Hello,
Do you have any guidance on how to read large files of size around 150 GB?
I am trying to follow this, any other advice?
https://www.ovito.org/manual/python/introduction/advanced_topics.html#using-ovito-with-python-s-multiprocessing-module
How many cores should be used for reading the file?
Thank you
Reading/parsing the file is a single-core CPU operation. The question is what comes after that? What do you want to do with the dataset after it is loaded? For sure you’ll need a machine with a lot of RAM to process such a dataset, and not all functions of OVITO run multi-threaded or support billions of particles.
I need OVITO to read the dump files and extract the ID, position to be processed later.
If OVITO reading is a single-core operation, then is it faster to process it via bash?

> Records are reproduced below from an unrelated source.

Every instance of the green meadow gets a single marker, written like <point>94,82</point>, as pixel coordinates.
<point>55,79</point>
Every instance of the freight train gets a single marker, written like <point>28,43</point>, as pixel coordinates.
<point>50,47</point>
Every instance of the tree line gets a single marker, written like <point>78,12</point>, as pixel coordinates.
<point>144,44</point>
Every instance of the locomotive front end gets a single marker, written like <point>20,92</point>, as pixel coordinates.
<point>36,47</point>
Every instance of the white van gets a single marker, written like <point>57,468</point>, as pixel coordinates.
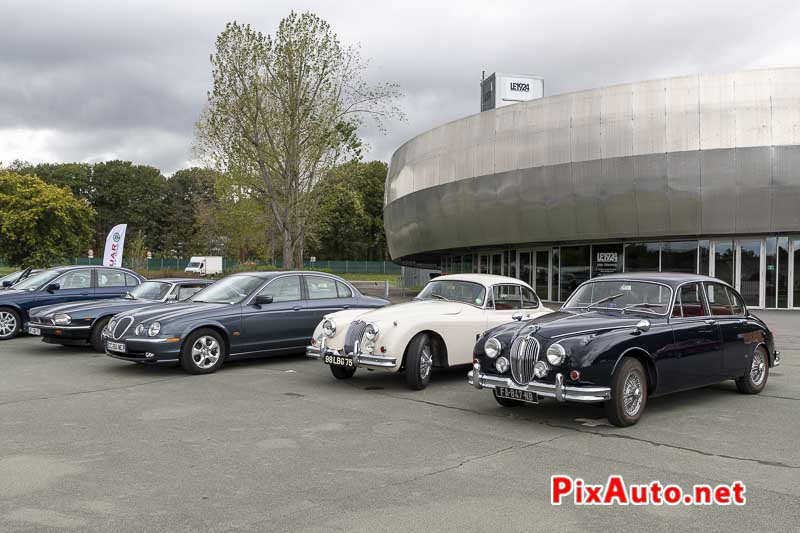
<point>205,265</point>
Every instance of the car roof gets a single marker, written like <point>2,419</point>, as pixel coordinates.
<point>183,280</point>
<point>266,274</point>
<point>486,280</point>
<point>672,279</point>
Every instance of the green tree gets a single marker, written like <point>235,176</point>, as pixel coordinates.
<point>191,206</point>
<point>349,221</point>
<point>41,224</point>
<point>283,111</point>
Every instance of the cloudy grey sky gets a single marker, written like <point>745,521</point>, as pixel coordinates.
<point>94,80</point>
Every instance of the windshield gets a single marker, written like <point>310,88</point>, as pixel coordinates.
<point>37,280</point>
<point>150,290</point>
<point>619,295</point>
<point>230,290</point>
<point>454,291</point>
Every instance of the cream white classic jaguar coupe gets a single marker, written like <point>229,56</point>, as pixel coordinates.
<point>437,329</point>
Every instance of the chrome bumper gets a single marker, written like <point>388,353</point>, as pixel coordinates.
<point>556,390</point>
<point>363,360</point>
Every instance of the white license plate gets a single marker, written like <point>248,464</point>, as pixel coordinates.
<point>338,360</point>
<point>514,394</point>
<point>115,346</point>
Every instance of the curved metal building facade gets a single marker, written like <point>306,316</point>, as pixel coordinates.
<point>704,159</point>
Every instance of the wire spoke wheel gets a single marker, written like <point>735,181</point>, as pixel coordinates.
<point>425,362</point>
<point>632,394</point>
<point>757,372</point>
<point>8,323</point>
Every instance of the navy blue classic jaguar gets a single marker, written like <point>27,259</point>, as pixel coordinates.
<point>82,322</point>
<point>61,285</point>
<point>622,338</point>
<point>245,315</point>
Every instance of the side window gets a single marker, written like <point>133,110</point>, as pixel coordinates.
<point>718,300</point>
<point>506,297</point>
<point>185,291</point>
<point>689,302</point>
<point>529,299</point>
<point>343,290</point>
<point>736,301</point>
<point>285,289</point>
<point>77,279</point>
<point>320,288</point>
<point>110,278</point>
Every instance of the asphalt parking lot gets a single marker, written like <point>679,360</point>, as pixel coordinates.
<point>88,443</point>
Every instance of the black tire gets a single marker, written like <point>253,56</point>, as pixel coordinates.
<point>506,402</point>
<point>419,362</point>
<point>756,378</point>
<point>96,337</point>
<point>10,323</point>
<point>341,372</point>
<point>630,374</point>
<point>196,361</point>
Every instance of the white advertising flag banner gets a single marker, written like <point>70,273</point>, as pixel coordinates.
<point>112,255</point>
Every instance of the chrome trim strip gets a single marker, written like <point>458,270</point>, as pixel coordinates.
<point>559,391</point>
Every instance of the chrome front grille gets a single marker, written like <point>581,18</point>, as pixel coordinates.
<point>355,333</point>
<point>122,326</point>
<point>524,351</point>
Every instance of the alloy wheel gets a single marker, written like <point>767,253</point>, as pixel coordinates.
<point>205,352</point>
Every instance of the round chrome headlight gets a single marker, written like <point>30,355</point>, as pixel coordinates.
<point>556,354</point>
<point>371,333</point>
<point>329,328</point>
<point>501,365</point>
<point>154,328</point>
<point>493,348</point>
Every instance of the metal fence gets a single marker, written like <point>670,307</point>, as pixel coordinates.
<point>339,267</point>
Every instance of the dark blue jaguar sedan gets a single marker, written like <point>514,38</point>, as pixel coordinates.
<point>61,285</point>
<point>82,322</point>
<point>253,314</point>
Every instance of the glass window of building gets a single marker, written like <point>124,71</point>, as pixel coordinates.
<point>642,257</point>
<point>750,271</point>
<point>497,264</point>
<point>554,271</point>
<point>783,272</point>
<point>703,249</point>
<point>606,259</point>
<point>575,268</point>
<point>543,273</point>
<point>525,266</point>
<point>723,261</point>
<point>679,257</point>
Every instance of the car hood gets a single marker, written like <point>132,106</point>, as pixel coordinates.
<point>419,309</point>
<point>81,307</point>
<point>561,323</point>
<point>168,312</point>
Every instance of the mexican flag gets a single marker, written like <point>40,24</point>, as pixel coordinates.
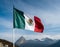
<point>21,21</point>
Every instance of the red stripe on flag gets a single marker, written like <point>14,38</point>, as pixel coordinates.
<point>38,25</point>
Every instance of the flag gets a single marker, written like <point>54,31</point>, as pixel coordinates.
<point>21,21</point>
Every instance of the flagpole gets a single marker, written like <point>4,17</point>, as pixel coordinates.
<point>13,37</point>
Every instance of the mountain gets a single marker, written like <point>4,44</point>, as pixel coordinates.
<point>57,44</point>
<point>22,42</point>
<point>5,42</point>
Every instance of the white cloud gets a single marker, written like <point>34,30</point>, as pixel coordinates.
<point>5,23</point>
<point>6,36</point>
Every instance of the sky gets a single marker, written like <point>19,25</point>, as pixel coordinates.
<point>47,10</point>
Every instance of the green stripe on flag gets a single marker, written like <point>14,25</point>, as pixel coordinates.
<point>18,19</point>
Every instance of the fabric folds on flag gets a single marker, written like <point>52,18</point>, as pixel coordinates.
<point>21,21</point>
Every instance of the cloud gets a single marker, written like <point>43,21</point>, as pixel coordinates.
<point>47,10</point>
<point>36,36</point>
<point>5,23</point>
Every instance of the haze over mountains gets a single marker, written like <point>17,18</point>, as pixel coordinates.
<point>47,42</point>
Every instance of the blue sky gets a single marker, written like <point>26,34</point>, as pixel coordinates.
<point>47,10</point>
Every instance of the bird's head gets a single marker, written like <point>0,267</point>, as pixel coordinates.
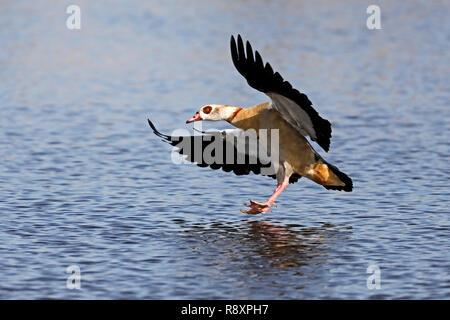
<point>214,112</point>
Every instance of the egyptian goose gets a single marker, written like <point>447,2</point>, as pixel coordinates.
<point>289,111</point>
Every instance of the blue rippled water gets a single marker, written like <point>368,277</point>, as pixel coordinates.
<point>84,181</point>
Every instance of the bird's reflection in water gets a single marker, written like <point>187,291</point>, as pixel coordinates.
<point>260,244</point>
<point>287,246</point>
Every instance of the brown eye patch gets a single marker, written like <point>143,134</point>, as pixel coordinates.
<point>207,109</point>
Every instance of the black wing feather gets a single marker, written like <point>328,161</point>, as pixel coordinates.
<point>238,169</point>
<point>264,79</point>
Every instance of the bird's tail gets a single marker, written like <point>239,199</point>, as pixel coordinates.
<point>331,177</point>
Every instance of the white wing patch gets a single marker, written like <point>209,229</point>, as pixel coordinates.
<point>293,114</point>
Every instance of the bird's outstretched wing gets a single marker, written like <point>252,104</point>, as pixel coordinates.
<point>242,161</point>
<point>293,105</point>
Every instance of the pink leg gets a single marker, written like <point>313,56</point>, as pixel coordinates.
<point>262,207</point>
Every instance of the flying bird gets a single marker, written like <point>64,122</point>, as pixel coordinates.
<point>289,111</point>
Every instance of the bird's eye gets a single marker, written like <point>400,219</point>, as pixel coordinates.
<point>207,109</point>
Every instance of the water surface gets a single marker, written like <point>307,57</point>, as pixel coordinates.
<point>84,182</point>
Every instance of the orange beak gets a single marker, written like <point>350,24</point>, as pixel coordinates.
<point>196,117</point>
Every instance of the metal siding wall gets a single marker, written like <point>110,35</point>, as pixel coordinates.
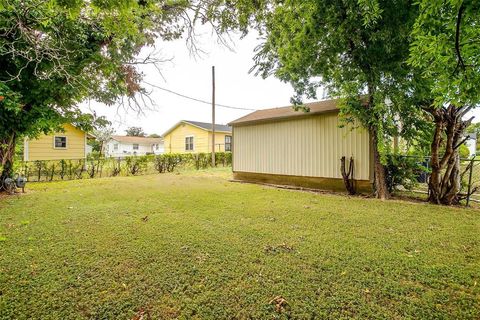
<point>310,146</point>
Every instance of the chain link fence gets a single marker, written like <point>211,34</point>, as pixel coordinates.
<point>470,175</point>
<point>72,169</point>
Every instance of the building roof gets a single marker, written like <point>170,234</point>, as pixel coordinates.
<point>202,125</point>
<point>139,140</point>
<point>286,112</point>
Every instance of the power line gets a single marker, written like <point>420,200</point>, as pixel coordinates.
<point>198,100</point>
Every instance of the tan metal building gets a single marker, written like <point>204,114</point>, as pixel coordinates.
<point>288,147</point>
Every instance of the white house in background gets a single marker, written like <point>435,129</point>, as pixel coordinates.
<point>124,146</point>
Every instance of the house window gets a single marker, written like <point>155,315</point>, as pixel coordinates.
<point>228,143</point>
<point>60,142</point>
<point>188,143</point>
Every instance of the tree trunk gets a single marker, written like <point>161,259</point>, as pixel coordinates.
<point>380,181</point>
<point>444,185</point>
<point>7,153</point>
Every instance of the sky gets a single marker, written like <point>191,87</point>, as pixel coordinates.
<point>191,75</point>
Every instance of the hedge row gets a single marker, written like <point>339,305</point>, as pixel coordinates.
<point>94,167</point>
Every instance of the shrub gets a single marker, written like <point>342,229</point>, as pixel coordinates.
<point>404,171</point>
<point>136,165</point>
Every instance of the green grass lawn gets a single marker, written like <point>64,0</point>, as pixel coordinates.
<point>194,245</point>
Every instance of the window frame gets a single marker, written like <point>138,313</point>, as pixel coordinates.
<point>55,142</point>
<point>192,143</point>
<point>228,143</point>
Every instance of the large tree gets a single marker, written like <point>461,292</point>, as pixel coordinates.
<point>446,48</point>
<point>56,53</point>
<point>355,49</point>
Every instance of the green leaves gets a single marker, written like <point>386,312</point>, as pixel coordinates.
<point>446,42</point>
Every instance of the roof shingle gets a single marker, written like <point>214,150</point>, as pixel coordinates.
<point>139,140</point>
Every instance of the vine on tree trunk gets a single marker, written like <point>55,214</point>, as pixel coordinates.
<point>348,175</point>
<point>444,185</point>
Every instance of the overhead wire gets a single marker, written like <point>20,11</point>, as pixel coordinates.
<point>196,99</point>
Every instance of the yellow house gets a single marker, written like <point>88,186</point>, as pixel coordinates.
<point>69,144</point>
<point>193,136</point>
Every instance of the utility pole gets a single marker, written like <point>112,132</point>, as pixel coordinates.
<point>213,116</point>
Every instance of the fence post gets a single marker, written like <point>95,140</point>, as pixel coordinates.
<point>469,182</point>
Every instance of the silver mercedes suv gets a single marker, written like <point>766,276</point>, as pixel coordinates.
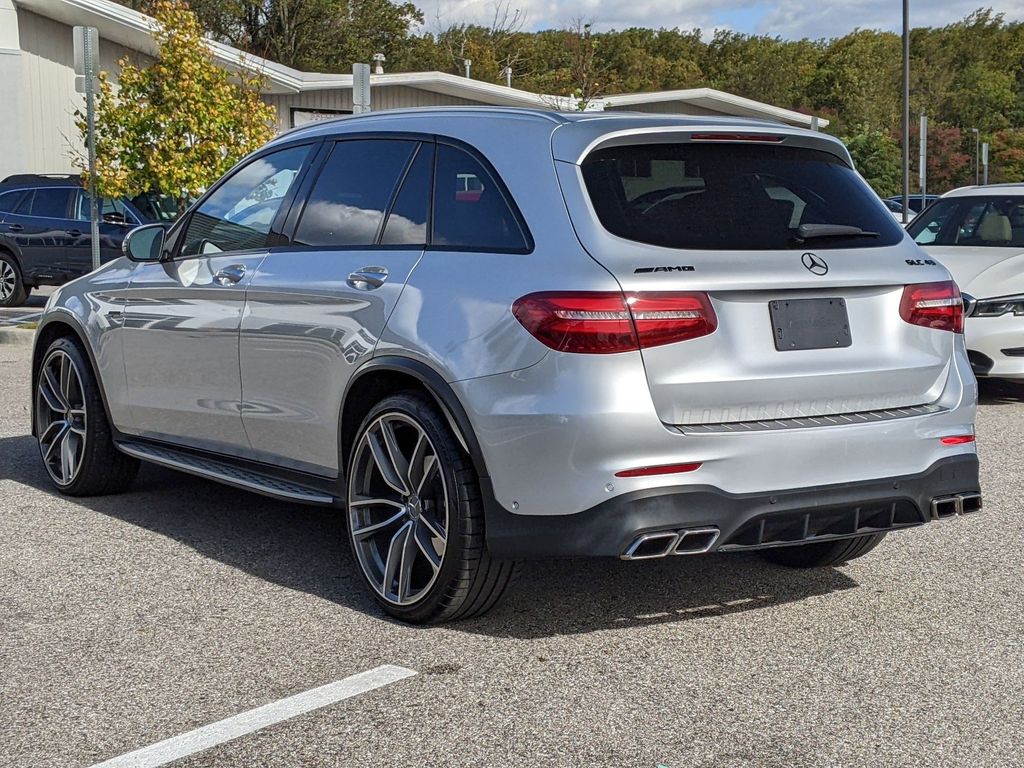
<point>488,334</point>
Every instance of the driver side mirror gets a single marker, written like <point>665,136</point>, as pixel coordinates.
<point>144,243</point>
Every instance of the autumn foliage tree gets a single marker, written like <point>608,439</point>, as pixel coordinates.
<point>177,125</point>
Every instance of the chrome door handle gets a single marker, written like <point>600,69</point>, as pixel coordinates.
<point>368,278</point>
<point>230,274</point>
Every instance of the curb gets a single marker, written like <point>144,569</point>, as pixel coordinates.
<point>16,336</point>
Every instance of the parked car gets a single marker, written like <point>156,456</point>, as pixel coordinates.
<point>978,233</point>
<point>45,233</point>
<point>916,203</point>
<point>641,336</point>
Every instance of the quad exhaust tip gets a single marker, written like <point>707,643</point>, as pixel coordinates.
<point>665,543</point>
<point>944,507</point>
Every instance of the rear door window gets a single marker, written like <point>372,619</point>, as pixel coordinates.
<point>352,193</point>
<point>974,221</point>
<point>470,209</point>
<point>47,202</point>
<point>732,197</point>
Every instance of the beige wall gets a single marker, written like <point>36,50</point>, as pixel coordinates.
<point>48,97</point>
<point>383,97</point>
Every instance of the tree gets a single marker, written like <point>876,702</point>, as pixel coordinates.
<point>179,124</point>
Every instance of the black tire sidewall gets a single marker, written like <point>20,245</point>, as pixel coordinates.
<point>433,605</point>
<point>17,298</point>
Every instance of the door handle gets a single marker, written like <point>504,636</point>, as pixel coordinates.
<point>368,278</point>
<point>230,274</point>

I’m not entirely sure what you’re trying to achieve. Could you clarify your goal? Is this question about maximizing I/O performance or minimizing your own effort?
If your aim is to extract particle IDs and positions from a large dump file, you could simply use the OVITO Python module for loading the file and accessing the data as NumPy views. Here’s a basic example:
from ovito.io import import_file
data = import_file('file.dump').compute()
positions = data.particles.positions[...]
ids = data.particles.identifiers[...]
I’m also not sure what you meant by “process it via bash”. Bash is a shell, not an actual program for processing data files. Maybe you had the awk
or sed
commands in mind?